となると、どうなんだ、オオムはまたおれを仕留めに来るのか。
「最期の説明」
と、ソラべは宣言した。
「この夜、ギリアームはオオムをやりそこなった―――じゃあ、わたし、こと、ソラべはそのとき、何をしていたのか。ギリアームとは別行動で、アサを追跡していた。アサの居場所を突き止めれば、オオムの居場所も副次的に特定できる可能性の高さを信じて。しくじったらまた探さないといけないし。で、わたしが突き止めた、アサの居場所。あれは、そう、ふたりの、まるで」
ソラベは眉間にしわをよせた。
「ふたりだけの次元」
奇妙な表現をする。聞かされても、うまく頭の中で処理できなかった。けれど、ただ、彼女は真剣だった。きっと、肌で体感したものを、そのまま言語化している。
「わたしたちは、オオムをこの町で始末することに失敗した。だから、これから、アサのいるあの場所まで行く。そこでオオムを始末する。それで、ヨルさん、あなたにもぜひ、一緒にきてほしい。この件、最後まで行くためには竜払いが必要そうなの」
ソラベは真剣な表情だった。
そして、こういった。
「だって、彼女は『竜母』だもの」
突然、現れた人間の話し、すんなりと信じるほど、おれは純真にして無垢ではない。
返事をあいまいにしつつ、おれは店を出た。すると、ふたりも追いかけて一緒に店を出てきた。
そして、通りで宿屋の主人、リンジーと出くわした。
彼女は酒を仕入れに来たらしい。小さな酒樽を持っている。
「まあ、ソラベ」
リンジーは彼女を見てそういった。
「あ、姉さん」ソラベの方は、リンジーを見てそういった。その後「しまった、事故再会だ」ともいった。
あ、姉妹なのか。
そういえば、顔が似てなくもない。
その後、ソラべはリンジーに、路上で小言を言われ始めた。おれとギリアームは、気をつかい、離れた場所で待機していた。なんとなく聞こえてきた内容は、不摂生な生活はだめよ、とか、髪がいたんでるよ、とか、お金はあるの、いまも小銭ぐらしなの、とかだった。

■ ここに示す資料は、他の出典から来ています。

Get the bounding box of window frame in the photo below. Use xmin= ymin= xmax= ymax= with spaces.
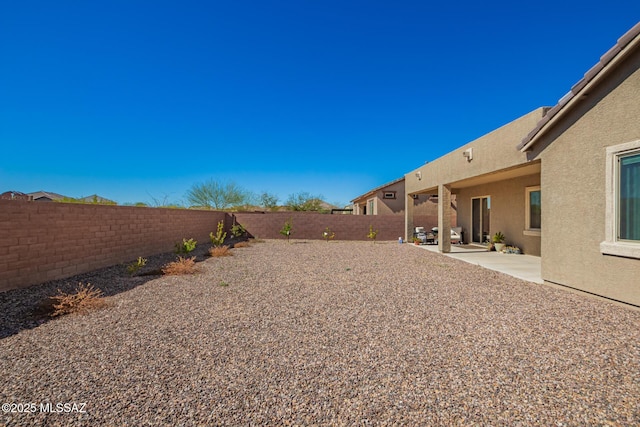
xmin=522 ymin=185 xmax=542 ymax=236
xmin=600 ymin=140 xmax=640 ymax=259
xmin=382 ymin=191 xmax=396 ymax=200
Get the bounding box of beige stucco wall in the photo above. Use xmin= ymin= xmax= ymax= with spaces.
xmin=532 ymin=46 xmax=640 ymax=305
xmin=405 ymin=108 xmax=545 ymax=194
xmin=375 ymin=181 xmax=404 ymax=215
xmin=456 ymin=174 xmax=545 ymax=256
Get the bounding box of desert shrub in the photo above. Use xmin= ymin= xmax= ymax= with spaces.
xmin=175 ymin=239 xmax=198 ymax=255
xmin=280 ymin=218 xmax=293 ymax=242
xmin=322 ymin=227 xmax=336 ymax=242
xmin=50 ymin=282 xmax=107 ymax=317
xmin=209 ymin=245 xmax=233 ymax=257
xmin=127 ymin=257 xmax=147 ymax=276
xmin=162 ymin=257 xmax=196 ymax=276
xmin=231 ymin=223 xmax=247 ymax=237
xmin=209 ymin=221 xmax=227 ymax=246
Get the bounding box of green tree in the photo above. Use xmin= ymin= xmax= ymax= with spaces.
xmin=287 ymin=191 xmax=326 ymax=212
xmin=260 ymin=191 xmax=279 ymax=211
xmin=185 ymin=179 xmax=251 ymax=210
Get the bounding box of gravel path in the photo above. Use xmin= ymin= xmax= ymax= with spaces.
xmin=0 ymin=240 xmax=640 ymax=426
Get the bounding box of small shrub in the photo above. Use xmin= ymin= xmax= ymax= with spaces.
xmin=367 ymin=224 xmax=378 ymax=243
xmin=127 ymin=257 xmax=147 ymax=276
xmin=50 ymin=282 xmax=106 ymax=317
xmin=322 ymin=227 xmax=336 ymax=242
xmin=175 ymin=239 xmax=198 ymax=255
xmin=280 ymin=218 xmax=293 ymax=242
xmin=209 ymin=245 xmax=233 ymax=257
xmin=209 ymin=221 xmax=227 ymax=246
xmin=231 ymin=223 xmax=247 ymax=237
xmin=162 ymin=257 xmax=196 ymax=276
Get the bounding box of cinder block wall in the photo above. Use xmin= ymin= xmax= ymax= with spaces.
xmin=0 ymin=204 xmax=404 ymax=292
xmin=233 ymin=212 xmax=404 ymax=240
xmin=0 ymin=200 xmax=230 ymax=291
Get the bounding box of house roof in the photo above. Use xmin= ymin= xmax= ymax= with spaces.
xmin=517 ymin=22 xmax=640 ymax=152
xmin=351 ymin=176 xmax=404 ymax=203
xmin=78 ymin=194 xmax=115 ymax=203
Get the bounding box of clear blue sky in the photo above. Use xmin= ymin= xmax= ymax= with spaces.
xmin=0 ymin=0 xmax=640 ymax=204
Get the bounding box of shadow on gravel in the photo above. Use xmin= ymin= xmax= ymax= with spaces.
xmin=0 ymin=239 xmax=246 ymax=339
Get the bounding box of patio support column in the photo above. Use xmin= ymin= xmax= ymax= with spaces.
xmin=404 ymin=194 xmax=415 ymax=242
xmin=438 ymin=184 xmax=451 ymax=253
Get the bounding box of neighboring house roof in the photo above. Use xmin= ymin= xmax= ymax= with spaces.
xmin=517 ymin=22 xmax=640 ymax=152
xmin=0 ymin=190 xmax=31 ymax=200
xmin=77 ymin=194 xmax=115 ymax=203
xmin=28 ymin=191 xmax=68 ymax=200
xmin=351 ymin=176 xmax=404 ymax=203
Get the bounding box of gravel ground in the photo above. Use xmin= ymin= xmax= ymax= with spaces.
xmin=0 ymin=240 xmax=640 ymax=426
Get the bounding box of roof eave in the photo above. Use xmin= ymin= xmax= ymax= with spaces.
xmin=517 ymin=22 xmax=640 ymax=152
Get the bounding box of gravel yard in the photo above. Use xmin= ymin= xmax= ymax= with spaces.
xmin=0 ymin=240 xmax=640 ymax=426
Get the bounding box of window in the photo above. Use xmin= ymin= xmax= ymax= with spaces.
xmin=600 ymin=140 xmax=640 ymax=258
xmin=616 ymin=152 xmax=640 ymax=241
xmin=524 ymin=185 xmax=542 ymax=236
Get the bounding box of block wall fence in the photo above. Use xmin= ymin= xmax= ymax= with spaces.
xmin=0 ymin=200 xmax=404 ymax=292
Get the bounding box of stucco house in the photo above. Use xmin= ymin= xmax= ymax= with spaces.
xmin=405 ymin=23 xmax=640 ymax=306
xmin=351 ymin=176 xmax=457 ymax=228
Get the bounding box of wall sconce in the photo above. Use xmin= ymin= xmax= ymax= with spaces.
xmin=462 ymin=148 xmax=473 ymax=162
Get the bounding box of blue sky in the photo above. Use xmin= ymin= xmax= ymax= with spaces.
xmin=0 ymin=0 xmax=640 ymax=209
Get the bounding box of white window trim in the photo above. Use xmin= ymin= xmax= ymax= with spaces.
xmin=367 ymin=198 xmax=378 ymax=215
xmin=600 ymin=139 xmax=640 ymax=259
xmin=522 ymin=185 xmax=542 ymax=237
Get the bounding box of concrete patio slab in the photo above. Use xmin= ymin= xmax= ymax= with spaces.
xmin=416 ymin=245 xmax=543 ymax=283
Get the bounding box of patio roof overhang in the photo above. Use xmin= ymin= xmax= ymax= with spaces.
xmin=411 ymin=160 xmax=541 ymax=195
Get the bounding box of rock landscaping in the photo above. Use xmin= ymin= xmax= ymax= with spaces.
xmin=0 ymin=239 xmax=640 ymax=426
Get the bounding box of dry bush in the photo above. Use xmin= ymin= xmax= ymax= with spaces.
xmin=162 ymin=257 xmax=196 ymax=275
xmin=209 ymin=245 xmax=233 ymax=257
xmin=50 ymin=282 xmax=107 ymax=317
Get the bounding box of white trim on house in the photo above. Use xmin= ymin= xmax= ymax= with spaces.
xmin=600 ymin=140 xmax=640 ymax=259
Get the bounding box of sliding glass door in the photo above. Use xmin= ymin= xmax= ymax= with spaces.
xmin=471 ymin=196 xmax=491 ymax=243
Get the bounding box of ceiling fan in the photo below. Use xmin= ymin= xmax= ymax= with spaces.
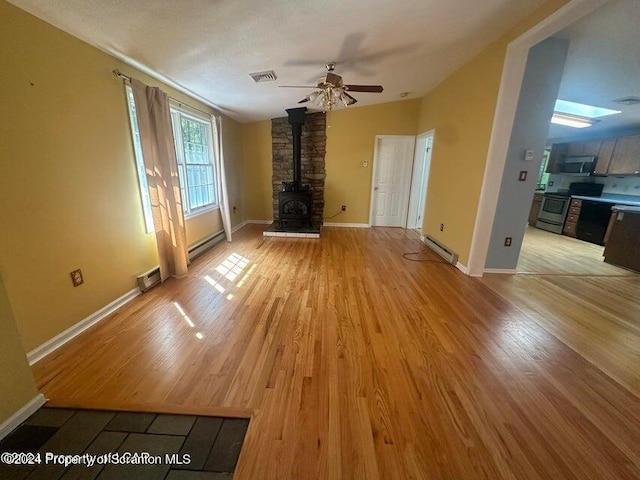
xmin=280 ymin=62 xmax=383 ymax=110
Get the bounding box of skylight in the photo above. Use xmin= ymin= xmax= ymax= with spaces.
xmin=554 ymin=99 xmax=621 ymax=118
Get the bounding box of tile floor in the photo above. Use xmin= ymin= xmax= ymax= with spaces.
xmin=0 ymin=407 xmax=249 ymax=480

最後にリンジーは「ソラべ、いい? 無茶しちゃだめよ、ここぞというとき以外は」と、告げて、ソラべの頬を手で、もんだ。そして、小さな酒樽を持ち上げる。「またね」そういった。
ソラベは姉がかかえた小さな酒樽を見て「あ、ね、それ姉さん、わたしが宿まで運ぼうか………?」と、申し出た。
「ううん、これはわたしの役目。あなたは、あなたの役目があるんでしょ」
そういって、微笑んで続けた。
「でも、わたしが、ほんとうにあぶなくなったら、助けてね、期待しちゃう」
そして、ソラベは細い腕で小さな酒樽を抱え、宿へ戻る姉をそこから見送っていた。
まさか、彼女がリンジーの妹とは。
おれは思わぬ事実に小さく驚いていると、横でギリアームが、感情が高まった様子で「し……しまい………お……おたがいをおもう………や……やさしさ……………すてきじゃないか………すてきじゃないか………っ」と、つぶやき、涙ぐんでいた。
なんだろ。
このふたりが信用できるか、否かはさておき。心配になってきた。
むろん、竜母、なるものの件は、気になって、気になって、おれのなかで黒く渦巻いている。
はじめて聞いた言葉だったし、まだ言葉だけしか聞いていない。それでも、その言葉を見逃せなかった
けれど、なにかその響きの末端に、最悪の気配がある。
ソラべが戻って来ると、おれはふたりへ告げた。
「おれも連れてってくれ、その次元」
おそらく、生まれて初めて言った、文章だった。